Ono Academic College, Department of Business Administration, Israel
Received date: September 05, 2017; Accepted date: September 06, 2017; Published date: September 13, 2017
Citation: Yaakobi E (2017) Ostracism: Recent Neurological, Cognitive and Personality Research. J Cogn Neuropsychol. Vol. 1 No. 1:1
Ostracism - being ignored, excluded and rejected by others - can occur in the family, workplace, school, religious groups, organizations and elsewhere [1-6]. Although it is commonplace to acknowledge that experiences of social rejection are painful, recent neurological studies suggest that the detection of ostracism activates the same region as physical pain [7-9]. In one neuroimaging study, scans were obtained of participants while being excluded in a virtual ball-tossing game. The scans showed that the anterior cingulate cortex (ACC), a region also responsive during physical pain, was more active during exclusion than during inclusion and was found to be directly associated with the level of self-reported distress [7].

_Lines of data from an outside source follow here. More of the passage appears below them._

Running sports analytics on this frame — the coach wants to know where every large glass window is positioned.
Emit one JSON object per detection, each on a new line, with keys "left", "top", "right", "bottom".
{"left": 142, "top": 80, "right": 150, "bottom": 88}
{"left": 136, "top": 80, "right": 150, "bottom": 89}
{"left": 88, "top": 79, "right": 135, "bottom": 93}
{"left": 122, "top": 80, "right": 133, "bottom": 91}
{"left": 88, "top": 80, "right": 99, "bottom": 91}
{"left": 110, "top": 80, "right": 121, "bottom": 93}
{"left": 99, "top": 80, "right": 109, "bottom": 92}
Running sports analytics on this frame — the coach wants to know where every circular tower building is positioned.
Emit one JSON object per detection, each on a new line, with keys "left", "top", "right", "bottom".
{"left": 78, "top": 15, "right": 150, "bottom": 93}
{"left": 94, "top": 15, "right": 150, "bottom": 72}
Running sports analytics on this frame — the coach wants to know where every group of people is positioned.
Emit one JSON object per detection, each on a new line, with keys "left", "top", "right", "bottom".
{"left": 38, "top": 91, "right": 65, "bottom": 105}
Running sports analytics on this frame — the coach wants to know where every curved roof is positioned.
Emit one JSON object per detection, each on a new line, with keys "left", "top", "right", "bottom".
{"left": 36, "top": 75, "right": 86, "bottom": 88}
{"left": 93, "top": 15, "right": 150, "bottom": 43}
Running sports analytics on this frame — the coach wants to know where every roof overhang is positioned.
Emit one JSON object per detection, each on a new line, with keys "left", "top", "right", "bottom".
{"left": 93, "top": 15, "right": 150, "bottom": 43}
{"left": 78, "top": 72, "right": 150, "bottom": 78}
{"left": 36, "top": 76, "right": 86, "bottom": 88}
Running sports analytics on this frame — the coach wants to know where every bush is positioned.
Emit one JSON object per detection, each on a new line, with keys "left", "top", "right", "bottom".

Reports of shared circuitry underlying physical and social pain do not mean to suggest that these experiences are interchangeable. We know this from experience, since we can clearly differentiate between the pain of a stubbed toe and that of a social snub [8]. For example, while individuals can relive the pain of social rejection or betrayal, they are less capable of reliving the pain of physical assault or injury [10]. However, the similarities between felt and experienced pain deserve further attention to better understand the ways in which their neurological and neural substrates intersect [8].
Work on the neurobiology of rejection has hinted that those regions of the brain that govern the affective component of physical pain may underlie both experiences. It was found that strong negative emotional events that elicit feelings of rejection such as breakups tap brain areas that are related to physical pain, for instance when people are shown pictures of their ex-partners [9]. In an analysis of 500 MRI studies these same authors found that the secondary somatosensory cortex and dorsal posterior insula were responsive to both physical pain and rejection [9].
The immediate reactions to experimentally-induced manipulations of ostracism routinely show that people feel threats to four fundamental psychological needs: belonging, self-esteem, control, and meaningful existence [11,12]. Ostracism studies using the Cyberball computer manipulation have been tested in many countries, and suggest that these effects are generalizable across cultures [13]. Research has also shown that ostracism can lead to provocation and aggression [14-16], decreased prosocial behavior [17] obedience [18] and the feeling that life is meaningless [19]. In addition to these immediate effects on threatened needs, downstream behaviors also change. Nevertheless, it remains unclear why ostracism evokes such responses.
One possible explanation was formulated by Bauman [20] who argued that ostracism is "social death" [21-23]. In other words, the experience of ostracism evokes thoughts of death and these thoughts may lay the groundwork for ostracism effects. Support for this putative relationship between feelings of social death and reactions to ostracism come from findings reporting associations between death anxiety and troubling experiences in close relationships. Specifically, when participants were asked to think of problems in their romantic relationship, death thoughts were more readily accessible [24]. These authors also found that making mortality salient led to higher reports of romantic commitment and that the contextual salience of thoughts about romantic commitment reduced the effects of mortality salience. In another article these same authors found that death reminders heightened the motivation to form and maintain close relationships [25]. The maintenance of close relationships was suggested to provide a symbolic shield against the terror of death, whereas the breakup of close relationships resulted in an upsurge of death awareness.
Although studies have suggested that individual personality differences such as self-esteem and level of extraversion do not moderate the immediate effects of ostracism [5,23,24] this is not the case for attachment orientation [26,27]. This could be because attachment is thought to be a socially oriented survival-based system. It is claimed that humans have coped with survival-based problems by seeking the help of others [28]. Thus, ostracism may constitute a threat because it acts as an exclusion mechanism and is related to social separation anxiety. Attachment orientations may be linked to reactions to ostracism because the social connections formed in early childhood with the attachment figure affect later sensitivity to attention and inclusion by others. Yaakobi and Williams [26,27] for instance found that attachment anxiety and avoidance moderate the negative effects of ostracism and that recalling an attachment event that is consistent with one’s attachment internal working model moderates the negative effects of ostracism.
Because ostracism is so painful and affects so many people, clearly more studies should be conducted to achieve a greater understanding of its cognitive, behavioral and neuropsychological underpinnings, as well as to identify the coping mechanisms that can lessen its negative psychological consequences.